Price retired in 1999 as president of FirstBank of Colorado to pursue his passion as founding chairman of Denver-based Qualistar, a nonprofit that developed a standardized rating system for child-care facilities.
“I held to a belief that only when stories are heard can progress be made, so I spoke all around the country about the importance of early childhood education,” said Price, who stayed with Qualistar until 2006 and took a year off before emerging as head of the local station that brings “Sesame Street” and other educational programming to the masses.
“I have no desire to be Lou Grant,” Price said of the hardened newsman in the old TV series. “But I did have a desire to have other voices heard. I saw this as one of the great platforms in the state to serve the community. We’re nothing more than a community foundation, but rather than giving money, we have impressions to give – 600 million impressions a year.”
Price came to the helm facing a $1.5 million budget shortfall and a recession that spawned a 15 percent drop in program underwriting.

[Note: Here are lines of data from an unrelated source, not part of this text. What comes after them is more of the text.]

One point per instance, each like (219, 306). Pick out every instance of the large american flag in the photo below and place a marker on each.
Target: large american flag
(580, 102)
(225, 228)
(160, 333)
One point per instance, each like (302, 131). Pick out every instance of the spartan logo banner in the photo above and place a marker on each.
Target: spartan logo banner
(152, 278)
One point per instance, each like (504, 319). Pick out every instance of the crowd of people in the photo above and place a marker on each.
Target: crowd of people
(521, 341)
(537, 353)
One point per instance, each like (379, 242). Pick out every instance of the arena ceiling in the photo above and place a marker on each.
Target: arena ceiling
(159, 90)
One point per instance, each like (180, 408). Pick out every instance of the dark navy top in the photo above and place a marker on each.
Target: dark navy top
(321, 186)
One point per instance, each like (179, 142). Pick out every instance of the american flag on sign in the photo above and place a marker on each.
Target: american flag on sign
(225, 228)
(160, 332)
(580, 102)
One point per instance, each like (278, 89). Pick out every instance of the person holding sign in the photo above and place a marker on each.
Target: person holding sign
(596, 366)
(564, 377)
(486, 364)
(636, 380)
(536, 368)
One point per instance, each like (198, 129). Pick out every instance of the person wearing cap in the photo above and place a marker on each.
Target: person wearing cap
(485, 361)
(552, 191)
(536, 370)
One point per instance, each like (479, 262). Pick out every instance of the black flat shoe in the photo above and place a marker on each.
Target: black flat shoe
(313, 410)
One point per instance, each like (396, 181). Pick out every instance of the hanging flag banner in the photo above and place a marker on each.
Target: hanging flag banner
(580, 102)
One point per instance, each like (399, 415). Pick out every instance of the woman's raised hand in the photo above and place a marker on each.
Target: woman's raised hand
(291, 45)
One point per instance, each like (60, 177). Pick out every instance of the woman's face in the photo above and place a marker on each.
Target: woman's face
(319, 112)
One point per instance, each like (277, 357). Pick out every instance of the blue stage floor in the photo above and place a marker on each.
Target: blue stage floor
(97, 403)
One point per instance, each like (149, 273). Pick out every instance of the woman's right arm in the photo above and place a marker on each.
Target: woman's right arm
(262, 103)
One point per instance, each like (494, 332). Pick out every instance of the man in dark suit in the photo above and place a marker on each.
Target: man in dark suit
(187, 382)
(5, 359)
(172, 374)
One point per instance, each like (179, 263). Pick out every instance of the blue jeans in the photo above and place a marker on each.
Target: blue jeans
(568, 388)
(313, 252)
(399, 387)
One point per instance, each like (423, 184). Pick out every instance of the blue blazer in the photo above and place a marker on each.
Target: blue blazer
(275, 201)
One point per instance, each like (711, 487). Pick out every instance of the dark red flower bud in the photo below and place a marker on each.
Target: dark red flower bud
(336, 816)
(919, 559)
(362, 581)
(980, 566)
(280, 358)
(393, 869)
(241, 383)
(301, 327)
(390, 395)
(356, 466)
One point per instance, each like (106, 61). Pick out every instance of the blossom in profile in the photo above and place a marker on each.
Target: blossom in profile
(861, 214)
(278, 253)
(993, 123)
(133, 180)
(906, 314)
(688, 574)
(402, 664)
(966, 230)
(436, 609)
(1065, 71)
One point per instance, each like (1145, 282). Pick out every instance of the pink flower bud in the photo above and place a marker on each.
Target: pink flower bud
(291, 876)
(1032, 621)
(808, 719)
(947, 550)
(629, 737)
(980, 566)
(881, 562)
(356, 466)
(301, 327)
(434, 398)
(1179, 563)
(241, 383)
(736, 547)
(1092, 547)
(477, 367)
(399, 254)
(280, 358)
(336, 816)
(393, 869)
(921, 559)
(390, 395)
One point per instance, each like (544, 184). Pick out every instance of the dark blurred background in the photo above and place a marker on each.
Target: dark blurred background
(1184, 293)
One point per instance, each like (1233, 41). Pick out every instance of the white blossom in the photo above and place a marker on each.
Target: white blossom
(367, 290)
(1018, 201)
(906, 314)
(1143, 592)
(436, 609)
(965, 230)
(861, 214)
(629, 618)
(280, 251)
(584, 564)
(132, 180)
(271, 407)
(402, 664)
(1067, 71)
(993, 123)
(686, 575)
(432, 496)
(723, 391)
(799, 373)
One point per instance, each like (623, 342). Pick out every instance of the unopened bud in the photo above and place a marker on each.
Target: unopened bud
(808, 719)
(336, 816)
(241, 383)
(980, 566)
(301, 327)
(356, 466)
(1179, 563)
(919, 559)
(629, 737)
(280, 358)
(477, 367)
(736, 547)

“In my first 100 days, I had to lay off 25 percent of the staff,” said Price, who trimmed staff to 66 full-time employees, primarily by eliminating telemarketers and part-time seasonal fundraising staff. “At FirstBank, I never laid anyone off, so it was one of the most humbling things I’ve ever had to do. It got me in the gut.”
A seventh-generation Coloradan whose family’s agricultural and ranching roots date to 1864 in Montrose, Price himself came from humble beginnings. He spent his early childhood in Orlean, France, where his father was in the Air Force.
“When I lived in France, it was a tough, hardscrabble place. We played in buildings that were rubble from World War II,” said Price, who speaks fluent French and is on the executive committee of French American Foundation, which aims to improve relations between France and the United States. “And as a 7-year-old, I’d haul coal to heat our home. We did whatever it took.”
The family of nine returned to Colorado where his father was part of the design team for NORAD (North American Aerospace Defense Command). Price graduated from Lewis Palmer High School in Monument, earned a bachelor of science degree in business administration from the University of Colorado and attended the Pacific Coast Banking School at the University of Washington.
He said he landed his first job with FirstBank at age 19, “rather serendipitously. I didn’t have a car, and my apartment in Boulder was within walking distance of the branch.” By 26, he was president of FirstBank of Boulder.
Price admits that today he’s making about one-sixth of what he made in his banking days.
“But it’s the greatest job I ever had,” he said.
Price says Rocky Mountain PBS has about 60,000 members making 80,000 donations annually, which allows the station to operate debt-free.
“When you work here, you get to be a catalyst for change,” he said. “So you could say I’ve gone from capitalist to catalyst.”